Some queries (e.g., the list of classes in a cohort, the list of modules in a class) change infrequently but are read by every student. Convex could introduce edge caching for queries with low mutation rates, reducing latency for geographically distributed users. This is a platform-level improvement that LearnTerms would benefit from automatically.

How this compares to traditional architectures

In a traditional REST or GraphQL architecture, building the same live experience would require:
  1. A WebSocket server (Socket.io, Pusher, Ably) running alongside the API server.
  2. Event emission logic in every mutation that publishes “data changed” events to the WebSocket layer.
  3. Channel management to ensure clients subscribe to the right events for the data they’re displaying.
  4. Cache invalidation logic on the frontend to refetch or update cached data when events arrive.
  5. Reconnection handling for dropped WebSocket connections.
  6. Consistency guarantees between the REST API response and the WebSocket event (race conditions where a query returns stale data because the event hasn’t fired yet).

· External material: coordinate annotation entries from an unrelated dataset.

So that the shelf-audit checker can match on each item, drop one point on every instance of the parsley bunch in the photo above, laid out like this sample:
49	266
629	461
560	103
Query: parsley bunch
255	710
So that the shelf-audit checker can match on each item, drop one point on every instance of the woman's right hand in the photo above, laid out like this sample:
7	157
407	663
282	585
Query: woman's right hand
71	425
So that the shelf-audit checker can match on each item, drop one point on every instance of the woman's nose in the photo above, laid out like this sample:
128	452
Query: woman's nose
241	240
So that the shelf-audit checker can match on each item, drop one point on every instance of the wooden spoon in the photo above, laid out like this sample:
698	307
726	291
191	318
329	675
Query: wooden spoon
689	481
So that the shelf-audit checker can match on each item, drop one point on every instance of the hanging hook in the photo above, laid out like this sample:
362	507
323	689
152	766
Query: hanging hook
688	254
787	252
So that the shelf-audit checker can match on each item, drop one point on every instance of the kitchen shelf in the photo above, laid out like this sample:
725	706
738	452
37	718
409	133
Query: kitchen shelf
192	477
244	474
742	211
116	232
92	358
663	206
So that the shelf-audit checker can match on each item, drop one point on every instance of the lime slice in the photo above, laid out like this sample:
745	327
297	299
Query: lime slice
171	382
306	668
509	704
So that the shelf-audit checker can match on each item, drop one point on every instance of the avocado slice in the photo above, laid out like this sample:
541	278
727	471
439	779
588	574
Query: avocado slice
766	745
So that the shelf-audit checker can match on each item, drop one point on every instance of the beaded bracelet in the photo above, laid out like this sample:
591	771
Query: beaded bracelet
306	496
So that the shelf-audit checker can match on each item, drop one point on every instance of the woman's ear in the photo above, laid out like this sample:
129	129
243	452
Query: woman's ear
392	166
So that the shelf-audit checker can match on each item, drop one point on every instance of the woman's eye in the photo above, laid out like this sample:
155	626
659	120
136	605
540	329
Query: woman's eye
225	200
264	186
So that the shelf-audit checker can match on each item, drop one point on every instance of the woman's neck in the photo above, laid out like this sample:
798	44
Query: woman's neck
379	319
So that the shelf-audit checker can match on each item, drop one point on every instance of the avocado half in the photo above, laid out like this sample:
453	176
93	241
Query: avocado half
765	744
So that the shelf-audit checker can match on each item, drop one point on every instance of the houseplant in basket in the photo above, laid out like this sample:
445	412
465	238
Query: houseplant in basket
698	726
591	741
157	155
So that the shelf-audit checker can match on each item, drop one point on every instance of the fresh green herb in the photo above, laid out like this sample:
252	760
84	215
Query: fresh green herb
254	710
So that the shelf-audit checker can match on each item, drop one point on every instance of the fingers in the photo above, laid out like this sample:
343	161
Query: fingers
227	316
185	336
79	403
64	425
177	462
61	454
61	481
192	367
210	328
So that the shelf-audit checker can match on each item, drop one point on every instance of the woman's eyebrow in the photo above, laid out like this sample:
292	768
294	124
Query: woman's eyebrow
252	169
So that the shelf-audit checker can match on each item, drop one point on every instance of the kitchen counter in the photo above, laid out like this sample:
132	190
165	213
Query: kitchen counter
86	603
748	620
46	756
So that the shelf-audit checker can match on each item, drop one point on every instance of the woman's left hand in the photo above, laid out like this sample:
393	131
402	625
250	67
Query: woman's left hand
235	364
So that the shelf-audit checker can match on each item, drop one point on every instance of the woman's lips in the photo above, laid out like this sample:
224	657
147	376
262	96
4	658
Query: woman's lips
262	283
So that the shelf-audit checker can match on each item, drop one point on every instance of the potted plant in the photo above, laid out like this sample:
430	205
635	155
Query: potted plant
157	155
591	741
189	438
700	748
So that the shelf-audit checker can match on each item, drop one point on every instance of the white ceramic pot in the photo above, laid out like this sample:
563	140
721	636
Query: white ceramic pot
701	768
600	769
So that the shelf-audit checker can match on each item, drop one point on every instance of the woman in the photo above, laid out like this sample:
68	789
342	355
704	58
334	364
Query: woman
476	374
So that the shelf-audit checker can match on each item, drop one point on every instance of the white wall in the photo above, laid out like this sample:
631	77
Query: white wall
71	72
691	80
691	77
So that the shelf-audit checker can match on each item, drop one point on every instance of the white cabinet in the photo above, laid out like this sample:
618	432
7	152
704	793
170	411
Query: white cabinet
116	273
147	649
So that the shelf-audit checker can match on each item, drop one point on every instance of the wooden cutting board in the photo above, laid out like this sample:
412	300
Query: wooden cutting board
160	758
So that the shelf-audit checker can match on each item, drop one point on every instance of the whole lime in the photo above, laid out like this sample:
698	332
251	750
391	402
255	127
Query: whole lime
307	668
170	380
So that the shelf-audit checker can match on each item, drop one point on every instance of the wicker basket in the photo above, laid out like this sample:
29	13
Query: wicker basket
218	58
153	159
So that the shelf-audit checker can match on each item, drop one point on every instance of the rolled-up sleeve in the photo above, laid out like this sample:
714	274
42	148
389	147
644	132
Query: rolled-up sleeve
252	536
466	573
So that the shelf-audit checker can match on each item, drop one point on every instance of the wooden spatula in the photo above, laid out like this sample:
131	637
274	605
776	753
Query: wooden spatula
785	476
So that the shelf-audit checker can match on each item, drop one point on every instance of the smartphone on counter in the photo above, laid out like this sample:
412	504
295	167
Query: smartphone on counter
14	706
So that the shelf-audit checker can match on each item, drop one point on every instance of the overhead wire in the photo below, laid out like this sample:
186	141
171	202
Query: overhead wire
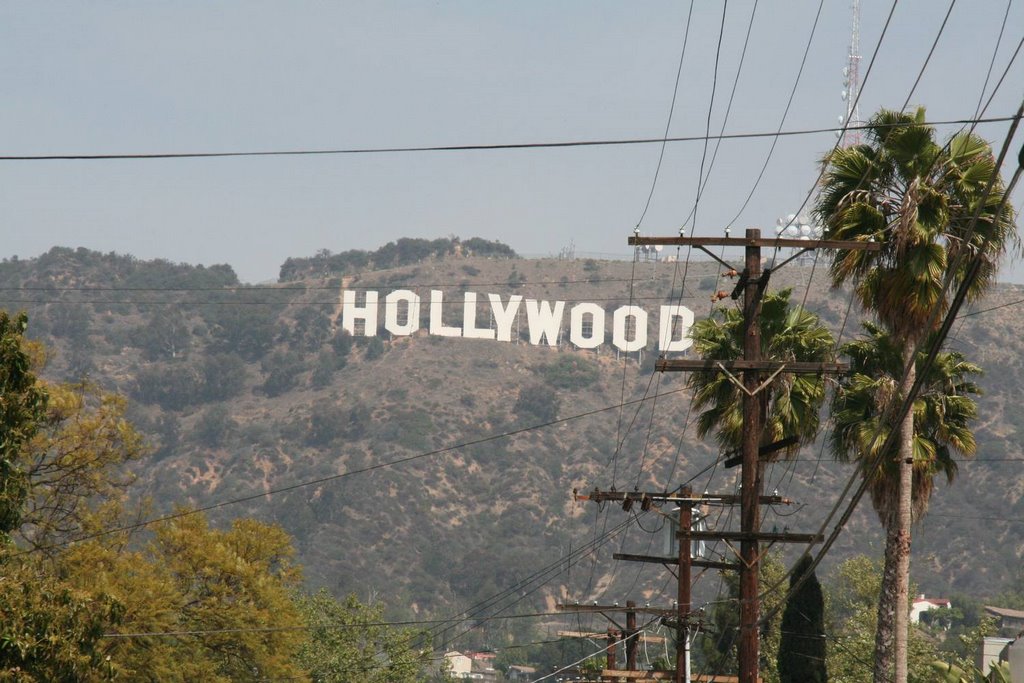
450	147
341	475
785	114
668	123
906	401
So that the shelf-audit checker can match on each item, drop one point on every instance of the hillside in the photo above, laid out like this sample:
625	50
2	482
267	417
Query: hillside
249	389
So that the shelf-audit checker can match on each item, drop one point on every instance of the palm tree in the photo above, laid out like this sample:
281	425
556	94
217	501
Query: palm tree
942	413
916	199
793	401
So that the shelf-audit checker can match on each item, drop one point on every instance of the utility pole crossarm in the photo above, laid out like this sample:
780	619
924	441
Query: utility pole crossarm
653	611
599	496
796	367
756	536
770	243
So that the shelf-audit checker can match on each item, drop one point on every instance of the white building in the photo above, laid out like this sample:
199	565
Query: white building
923	604
459	665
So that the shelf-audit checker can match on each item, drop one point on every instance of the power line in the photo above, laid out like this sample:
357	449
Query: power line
463	147
668	124
333	627
341	475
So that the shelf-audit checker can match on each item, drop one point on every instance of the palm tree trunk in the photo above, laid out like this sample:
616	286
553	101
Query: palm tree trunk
893	616
887	600
904	520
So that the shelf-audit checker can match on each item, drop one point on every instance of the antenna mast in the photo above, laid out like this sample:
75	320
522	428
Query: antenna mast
851	83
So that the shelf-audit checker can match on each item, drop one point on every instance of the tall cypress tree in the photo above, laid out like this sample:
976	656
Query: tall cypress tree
802	649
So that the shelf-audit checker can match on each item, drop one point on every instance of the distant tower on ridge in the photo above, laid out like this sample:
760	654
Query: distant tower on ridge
851	83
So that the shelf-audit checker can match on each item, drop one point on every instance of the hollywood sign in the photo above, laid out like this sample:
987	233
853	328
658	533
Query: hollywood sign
545	319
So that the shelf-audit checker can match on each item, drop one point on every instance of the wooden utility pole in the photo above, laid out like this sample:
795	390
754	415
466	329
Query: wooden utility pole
683	591
752	284
680	617
751	474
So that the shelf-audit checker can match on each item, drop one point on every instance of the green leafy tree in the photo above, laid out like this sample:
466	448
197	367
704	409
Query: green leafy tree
802	646
942	415
916	200
231	588
23	408
164	336
347	642
76	465
49	630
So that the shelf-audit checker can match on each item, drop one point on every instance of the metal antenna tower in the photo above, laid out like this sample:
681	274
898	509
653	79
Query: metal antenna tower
851	83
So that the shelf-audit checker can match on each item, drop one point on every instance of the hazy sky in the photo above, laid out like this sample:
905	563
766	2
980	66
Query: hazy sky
152	77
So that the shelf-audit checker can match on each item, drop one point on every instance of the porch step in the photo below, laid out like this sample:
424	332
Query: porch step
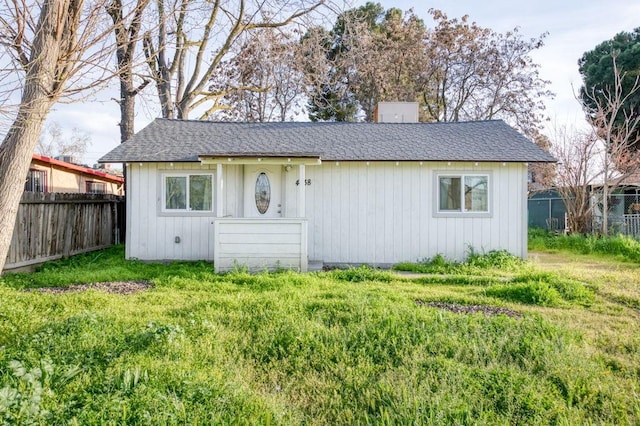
315	265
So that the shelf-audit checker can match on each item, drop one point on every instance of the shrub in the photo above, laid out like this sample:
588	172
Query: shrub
500	259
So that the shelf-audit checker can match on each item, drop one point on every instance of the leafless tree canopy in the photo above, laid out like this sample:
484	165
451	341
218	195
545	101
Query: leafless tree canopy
55	49
193	38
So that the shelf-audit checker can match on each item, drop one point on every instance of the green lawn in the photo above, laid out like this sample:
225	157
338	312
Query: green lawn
340	347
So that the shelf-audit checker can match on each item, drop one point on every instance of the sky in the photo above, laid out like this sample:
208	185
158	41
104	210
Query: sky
573	27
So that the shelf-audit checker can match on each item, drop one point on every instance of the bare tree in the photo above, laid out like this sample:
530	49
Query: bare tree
576	173
55	142
474	73
55	43
179	51
261	81
619	137
126	27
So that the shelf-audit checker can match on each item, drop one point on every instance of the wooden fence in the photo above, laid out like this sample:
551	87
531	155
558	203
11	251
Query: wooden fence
55	225
632	225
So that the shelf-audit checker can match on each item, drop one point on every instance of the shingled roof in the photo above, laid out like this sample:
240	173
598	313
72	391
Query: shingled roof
185	140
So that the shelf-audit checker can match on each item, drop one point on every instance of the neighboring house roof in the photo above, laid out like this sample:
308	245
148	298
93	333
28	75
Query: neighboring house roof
186	140
74	168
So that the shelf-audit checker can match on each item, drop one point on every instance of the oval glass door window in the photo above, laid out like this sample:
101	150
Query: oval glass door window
263	193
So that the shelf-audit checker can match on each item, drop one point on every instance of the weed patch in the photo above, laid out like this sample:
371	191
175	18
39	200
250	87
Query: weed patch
337	347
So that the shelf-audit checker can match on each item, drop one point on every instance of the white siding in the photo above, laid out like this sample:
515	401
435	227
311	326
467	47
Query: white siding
260	244
380	213
383	213
151	235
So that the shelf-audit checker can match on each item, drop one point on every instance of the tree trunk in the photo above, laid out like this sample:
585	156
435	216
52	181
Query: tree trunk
41	90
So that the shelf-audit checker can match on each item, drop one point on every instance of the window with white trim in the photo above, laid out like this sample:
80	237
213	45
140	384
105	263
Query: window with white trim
463	193
93	187
36	181
187	192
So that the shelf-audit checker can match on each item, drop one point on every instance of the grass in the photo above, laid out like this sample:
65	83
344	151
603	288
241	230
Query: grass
618	246
338	347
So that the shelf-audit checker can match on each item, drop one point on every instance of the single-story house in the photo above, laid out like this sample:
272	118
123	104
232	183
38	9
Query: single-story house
48	174
291	194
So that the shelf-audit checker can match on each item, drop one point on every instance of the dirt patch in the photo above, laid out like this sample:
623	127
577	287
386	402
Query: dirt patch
470	309
115	287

Convex collapses all six of these concerns into a single primitive: the query subscription. This is not a minor convenience. It is a structural simplification that removes entire categories of bugs (stale cache, missed events, subscription leaks) and entire categories of infrastructure (WebSocket servers, event buses, cache layers). The tradeoff is vendor coupling. LearnTerms’ real-time behavior is inseparable from Convex. Migrating to a different database would require rebuilding the subscription system from scratch. For a product at LearnTerms’ stage and scale, this tradeoff is favorable — the development velocity gained from not building real-time infrastructure outweighs the migration risk.